Prove the following LEMMA:
For every proposition [itex]A[P_{1}, \dots, P_{n}][/itex] and any two interpretations [itex]v[/itex] and [itex]v'[/itex], if [itex]v(P_{i})=v'(P_{i})[/itex] for all [itex]i=1, \dots,n[/itex], then [itex]v^{*}(A)=v'^{*}(A)[/itex].

Homework Equations





The Attempt at a Solution



Sure this is obviously an incredibly easy lemma to prove, but still I have problems with mathematical induction and I am not use to actually write proofs, so I would like to know if the following works and is decently written.
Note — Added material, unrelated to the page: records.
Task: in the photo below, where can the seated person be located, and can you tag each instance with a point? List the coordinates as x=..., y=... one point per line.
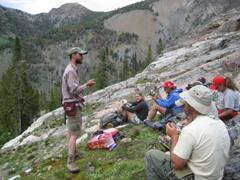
x=203, y=145
x=166, y=106
x=193, y=84
x=228, y=97
x=203, y=81
x=139, y=110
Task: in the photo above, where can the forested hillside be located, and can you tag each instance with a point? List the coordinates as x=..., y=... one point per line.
x=121, y=43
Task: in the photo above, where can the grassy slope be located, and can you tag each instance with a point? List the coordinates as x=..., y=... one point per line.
x=105, y=161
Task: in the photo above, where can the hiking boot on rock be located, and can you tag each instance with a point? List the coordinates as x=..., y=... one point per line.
x=71, y=165
x=77, y=153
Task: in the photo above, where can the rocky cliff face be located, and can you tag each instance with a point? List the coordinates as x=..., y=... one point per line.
x=209, y=51
x=16, y=21
x=169, y=19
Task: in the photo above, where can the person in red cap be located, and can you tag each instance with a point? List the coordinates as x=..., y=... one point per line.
x=166, y=106
x=228, y=96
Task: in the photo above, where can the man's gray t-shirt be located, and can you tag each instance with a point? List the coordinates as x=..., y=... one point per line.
x=228, y=99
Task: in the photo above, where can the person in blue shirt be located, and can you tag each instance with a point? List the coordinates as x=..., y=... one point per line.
x=166, y=106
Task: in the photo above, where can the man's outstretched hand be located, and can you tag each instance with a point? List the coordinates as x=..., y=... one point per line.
x=90, y=82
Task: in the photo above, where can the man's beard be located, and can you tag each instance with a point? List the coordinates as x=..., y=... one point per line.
x=78, y=61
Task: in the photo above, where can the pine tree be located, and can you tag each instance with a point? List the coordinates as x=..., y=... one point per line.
x=125, y=73
x=103, y=71
x=18, y=99
x=159, y=46
x=134, y=64
x=148, y=59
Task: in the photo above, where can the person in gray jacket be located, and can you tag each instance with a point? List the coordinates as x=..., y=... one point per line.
x=136, y=111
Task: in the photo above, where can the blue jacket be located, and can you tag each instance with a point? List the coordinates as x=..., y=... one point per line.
x=169, y=102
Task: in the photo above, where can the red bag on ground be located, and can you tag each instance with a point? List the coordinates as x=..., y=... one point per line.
x=101, y=141
x=112, y=131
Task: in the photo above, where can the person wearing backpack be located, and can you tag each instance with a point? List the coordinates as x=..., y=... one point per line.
x=228, y=96
x=73, y=103
x=136, y=111
x=166, y=106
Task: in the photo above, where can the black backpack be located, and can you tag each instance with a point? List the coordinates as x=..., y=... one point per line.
x=112, y=118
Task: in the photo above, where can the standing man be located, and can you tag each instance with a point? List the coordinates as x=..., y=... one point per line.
x=203, y=145
x=73, y=103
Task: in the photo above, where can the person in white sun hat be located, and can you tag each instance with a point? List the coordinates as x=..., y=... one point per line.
x=203, y=145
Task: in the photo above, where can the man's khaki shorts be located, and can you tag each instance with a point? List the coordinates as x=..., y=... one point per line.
x=75, y=122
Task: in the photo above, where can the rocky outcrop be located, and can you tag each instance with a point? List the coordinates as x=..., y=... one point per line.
x=206, y=52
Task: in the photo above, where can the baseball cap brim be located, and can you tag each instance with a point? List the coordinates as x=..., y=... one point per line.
x=203, y=109
x=213, y=86
x=180, y=102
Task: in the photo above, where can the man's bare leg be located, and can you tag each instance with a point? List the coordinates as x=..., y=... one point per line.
x=154, y=110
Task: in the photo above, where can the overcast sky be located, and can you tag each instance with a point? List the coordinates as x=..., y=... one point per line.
x=39, y=6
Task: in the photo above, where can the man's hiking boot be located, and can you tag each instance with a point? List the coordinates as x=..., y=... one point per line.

So I am looking forward to your reply and... be nasty, thanks. :smile:

PROOF:
The proof works on induction on the length of [itex]A[/itex].
- Basis Step: In the case [itex]i=1[/itex] we have that [itex]A[/itex] is equal to [itex]P_{1}[/itex] and we have [itex]v(P_{1})=v'(P_{1})[/itex]. Hence, we have [itex]v^{*}(A)=v'^{*}(A)[/itex] and the lemma is proved for [itex]i=1[/itex].
- Inductive Step: We assume that, if [itex]v(P_{i})=v'(P_{i})[/itex] for all [itex]i=1, \dots, k[/itex] with [itex]k<n[/itex], then [itex]v^{*}(A)=v'^{*}(A)[/itex]. Now, for [itex]n[/itex] we have either [itex]v(P_{n})=v'(P_{n})[/itex] or [itex]v(P_{n}) \neq v'(P_{n})[/itex]. In particular, if [itex]v(P_{n})=v'(P_{n})[/itex], then [itex]v^{*}(A)=v'^{*}(A)[/itex] for the inductive step.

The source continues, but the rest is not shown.